Oleh: Rizka Id’ha Nuraini*
Pada tahun 2023, kasus pelecehan seksual kembali terjadi di salah satu kampus di Indonesia, yakni Universitas Negeri Surabaya (Unesa). Seorang mahasiswi melaporkan bahwa dirinya mengalami pelecehan seksual oleh salah satu rekan mahasiswa. Dalam pengakuannya, korban menyatakan bahwa pelaku melakukan tindakan tersebut dengan alasan “hanya bercanda” dan mengancam akan melaporkan balik ketika korban melapor kepada Satgas Pencegahan dan Penanganan Kekerasan Seksual (PPKS) Unesa. Melansir dari Jatimtimes.com.

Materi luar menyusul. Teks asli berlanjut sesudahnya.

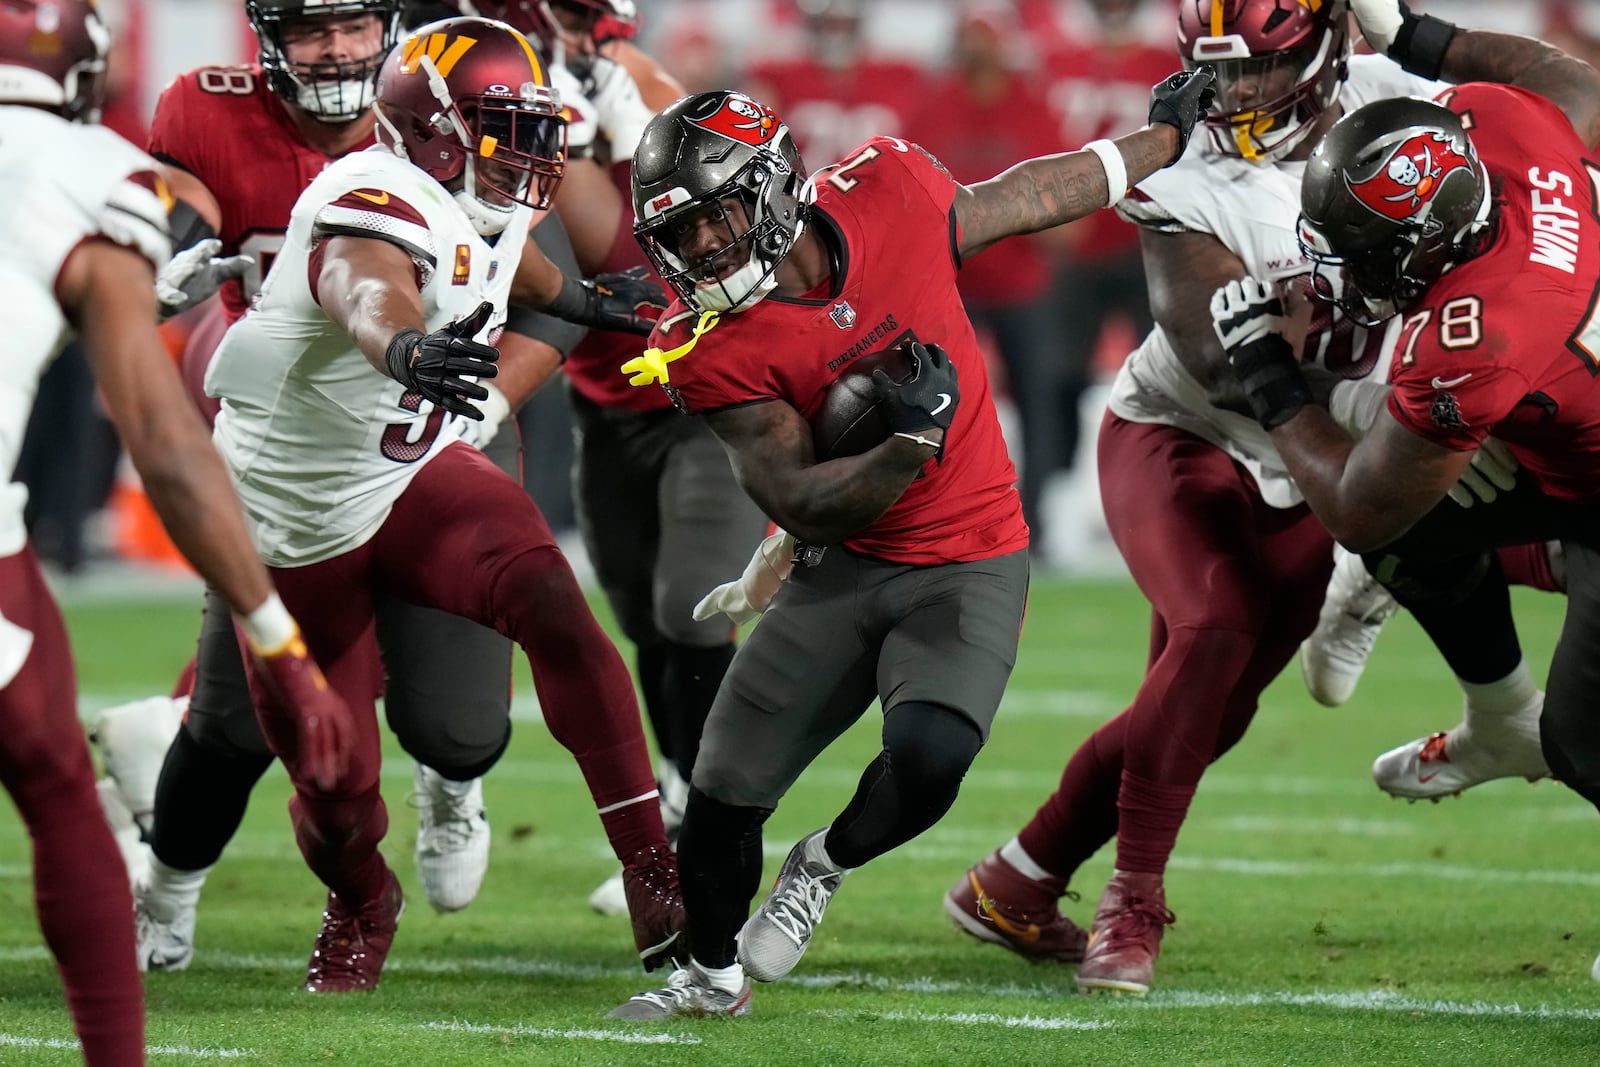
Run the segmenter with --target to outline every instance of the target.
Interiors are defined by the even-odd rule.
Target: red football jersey
[[[876,522],[844,542],[863,555],[933,565],[988,559],[1027,547],[1016,471],[1000,436],[972,323],[956,292],[951,206],[956,183],[913,146],[876,137],[822,172],[811,225],[843,249],[831,292],[768,296],[724,315],[669,365],[668,386],[690,414],[782,400],[807,420],[853,361],[903,340],[939,344],[961,384],[942,463]],[[674,303],[652,345],[682,345],[695,316]]]
[[[601,269],[605,271],[650,265],[645,259],[644,249],[633,239],[632,173],[633,168],[626,163],[611,168],[612,180],[622,190],[622,217],[617,223],[617,237],[611,245],[611,253],[601,264]],[[656,280],[659,282],[661,279]],[[627,378],[617,373],[617,368],[643,352],[644,348],[644,344],[633,334],[617,330],[590,330],[567,355],[562,370],[579,394],[601,407],[659,411],[672,404],[665,393],[659,389],[636,389],[628,384]]]
[[[842,70],[814,59],[763,63],[745,80],[783,116],[811,169],[845,158],[869,137],[904,135],[924,84],[921,69],[910,63],[871,58]]]
[[[370,144],[369,138],[359,148]],[[150,154],[193,174],[217,198],[224,255],[255,257],[242,279],[222,287],[232,322],[249,308],[283,247],[301,190],[332,157],[301,139],[260,67],[201,67],[180,75],[156,101]]]
[[[1389,410],[1449,448],[1493,435],[1551,496],[1600,499],[1600,165],[1541,96],[1473,83],[1439,99],[1466,125],[1500,218],[1489,249],[1403,320]]]

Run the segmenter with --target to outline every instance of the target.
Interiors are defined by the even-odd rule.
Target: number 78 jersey
[[[364,544],[422,465],[460,436],[460,420],[378,371],[322,310],[323,238],[393,244],[410,257],[429,332],[473,311],[505,322],[533,212],[519,208],[491,245],[444,186],[387,149],[345,156],[301,194],[259,304],[212,357],[206,392],[222,401],[214,440],[233,474],[256,548],[298,567]]]
[[[1600,500],[1600,163],[1554,104],[1471,83],[1440,96],[1489,171],[1489,247],[1400,323],[1389,411],[1447,448],[1505,442],[1549,495]]]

Kasus tersebut menambah daftar insiden pelecehan seksual di lingkungan akademik yang seharusnya menjadi tempat yang aman untuk belajar dan berkembang. Kasus di Unesa merupakan satu dari banyaknya kasus kekerasan seksual di perguruan tinggi. Banyak kampus yang masih menghadapi masalah serupa, yang mana mahasiswa menjadi korban kekerasan seksual oleh rekan, dosen, maupun staf kampus. Sering kali korban enggan melaporkan kejadian tersebut karena takut akan stigma sosial, intimidasi dari pelaku, atau kurangnya dukungan dari pihak kampus.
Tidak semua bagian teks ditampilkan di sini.